2. How is automatic summarization of text helpful?

ANS: – Automatic textbook summarization is an instigative exploration area with several operations on the assiduity. By condensing large amounts of information into short, summarization can prop numerous downstream operations, like creating news abridgments, report generation, news summarization, and caption generation. Summarization is the task of compressing text into a shorter version, reducing the size of the source text while preserving important elements of the information and the meaning of the content. Since manual text summarization is time-consuming and often tedious, automated tasks are gaining popularity, thus providing a strong impetus for academic research.
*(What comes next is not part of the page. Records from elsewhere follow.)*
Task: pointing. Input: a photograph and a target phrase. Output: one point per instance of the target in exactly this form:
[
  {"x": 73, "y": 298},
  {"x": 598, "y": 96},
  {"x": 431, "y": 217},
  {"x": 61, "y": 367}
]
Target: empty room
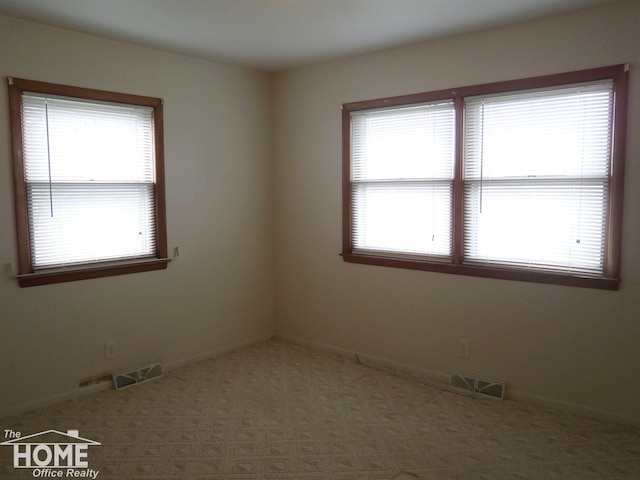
[{"x": 320, "y": 239}]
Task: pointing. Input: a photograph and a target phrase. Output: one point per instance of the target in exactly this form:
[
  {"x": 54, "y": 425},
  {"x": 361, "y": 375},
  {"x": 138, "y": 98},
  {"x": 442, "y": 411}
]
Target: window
[
  {"x": 516, "y": 180},
  {"x": 89, "y": 182}
]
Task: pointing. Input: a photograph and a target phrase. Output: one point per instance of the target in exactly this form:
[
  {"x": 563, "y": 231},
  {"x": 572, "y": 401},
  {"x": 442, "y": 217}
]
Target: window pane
[
  {"x": 557, "y": 226},
  {"x": 409, "y": 218},
  {"x": 90, "y": 223},
  {"x": 563, "y": 132},
  {"x": 414, "y": 142},
  {"x": 81, "y": 142},
  {"x": 536, "y": 179},
  {"x": 402, "y": 173}
]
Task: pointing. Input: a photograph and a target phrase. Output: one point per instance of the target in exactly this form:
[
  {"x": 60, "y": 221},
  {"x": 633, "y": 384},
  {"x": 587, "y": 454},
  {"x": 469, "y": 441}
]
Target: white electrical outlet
[
  {"x": 463, "y": 348},
  {"x": 110, "y": 349}
]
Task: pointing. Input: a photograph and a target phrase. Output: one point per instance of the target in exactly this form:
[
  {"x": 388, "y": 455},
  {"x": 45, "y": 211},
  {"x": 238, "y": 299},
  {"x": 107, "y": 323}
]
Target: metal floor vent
[
  {"x": 469, "y": 382},
  {"x": 141, "y": 375}
]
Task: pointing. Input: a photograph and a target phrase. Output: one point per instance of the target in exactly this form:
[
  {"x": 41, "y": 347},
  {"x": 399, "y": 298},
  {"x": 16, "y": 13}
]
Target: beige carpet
[{"x": 281, "y": 411}]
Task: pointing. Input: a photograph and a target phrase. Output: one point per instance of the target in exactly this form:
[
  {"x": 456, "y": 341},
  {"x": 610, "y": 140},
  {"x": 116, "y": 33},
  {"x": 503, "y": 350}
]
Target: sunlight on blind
[
  {"x": 402, "y": 174},
  {"x": 90, "y": 180},
  {"x": 536, "y": 179}
]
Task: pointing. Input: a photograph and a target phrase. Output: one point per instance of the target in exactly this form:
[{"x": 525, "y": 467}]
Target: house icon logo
[{"x": 50, "y": 450}]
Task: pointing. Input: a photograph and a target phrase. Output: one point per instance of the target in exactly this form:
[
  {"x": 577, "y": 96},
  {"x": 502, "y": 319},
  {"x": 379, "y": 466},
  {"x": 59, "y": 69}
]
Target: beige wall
[
  {"x": 563, "y": 344},
  {"x": 219, "y": 294}
]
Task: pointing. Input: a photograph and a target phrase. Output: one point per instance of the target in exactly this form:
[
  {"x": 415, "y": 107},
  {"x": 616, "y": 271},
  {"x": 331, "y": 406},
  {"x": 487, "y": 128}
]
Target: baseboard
[
  {"x": 443, "y": 378},
  {"x": 54, "y": 399},
  {"x": 215, "y": 353},
  {"x": 403, "y": 368},
  {"x": 107, "y": 385},
  {"x": 574, "y": 408}
]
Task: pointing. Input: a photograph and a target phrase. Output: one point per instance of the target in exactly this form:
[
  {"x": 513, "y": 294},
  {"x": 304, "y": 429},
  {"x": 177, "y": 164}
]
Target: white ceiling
[{"x": 273, "y": 35}]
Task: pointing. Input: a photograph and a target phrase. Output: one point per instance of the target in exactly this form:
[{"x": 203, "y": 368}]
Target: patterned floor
[{"x": 281, "y": 411}]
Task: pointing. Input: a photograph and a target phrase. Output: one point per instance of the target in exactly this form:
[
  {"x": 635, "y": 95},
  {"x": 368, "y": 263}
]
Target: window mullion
[{"x": 457, "y": 234}]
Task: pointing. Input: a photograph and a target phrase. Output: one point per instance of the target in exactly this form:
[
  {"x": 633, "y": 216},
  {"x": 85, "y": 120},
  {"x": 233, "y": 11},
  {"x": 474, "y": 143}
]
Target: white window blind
[
  {"x": 536, "y": 172},
  {"x": 89, "y": 170},
  {"x": 402, "y": 165}
]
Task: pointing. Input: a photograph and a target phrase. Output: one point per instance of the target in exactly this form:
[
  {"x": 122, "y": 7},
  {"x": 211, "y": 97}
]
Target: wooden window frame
[
  {"x": 610, "y": 280},
  {"x": 27, "y": 276}
]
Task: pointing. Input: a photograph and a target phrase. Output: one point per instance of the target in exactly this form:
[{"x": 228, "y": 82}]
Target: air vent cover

Text summarization has important uses in various NLP-related tasks, such as B, text classification, question answering, legal text summarization, news summarization, and headline news production. Furthermore, these systems can be integrated with creating summaries as an intermediate step, which helps reduce document length. In the era of big data, the amount of text data from various sources is exploding. This text is an invaluable source of information that must be effectively summarized to be useful. The increase in document availability calls for extensive research in the field of NLP for automatic text summarization. Automatic text summarization is creating concise and fluent summaries without human intervention while preserving the meaning of the original text document. This is very challenging because, as humans, when we summarize a text, we usually read it in its entirety to deepen our understanding and then write a key-point summary. Since computers lack human knowledge and language skills, automatic text summarization becomes difficult and non-trivial. Various machine learning-based models have been proposed for this task. Most of these methods model this problem as a classification problem, returning whether a sentence should be included in the summary. Other methods use topic information, Latent Semantic Analysis (LSA), sequence-to-sequence models, reinforcement learning, and adversarial procedures.

WRITTEN BY Neetika Gupta

Neetika Gupta works as a Senior Research Associate in CloudThat has the experience to deploy multiple Data Science Projects into multiple cloud frameworks. She has deployed end-to-end AI applications for Business Requirements on Cloud frameworks like AWS, AZURE, and GCP and Deployed Scalable applications using CI/CD Pipelines.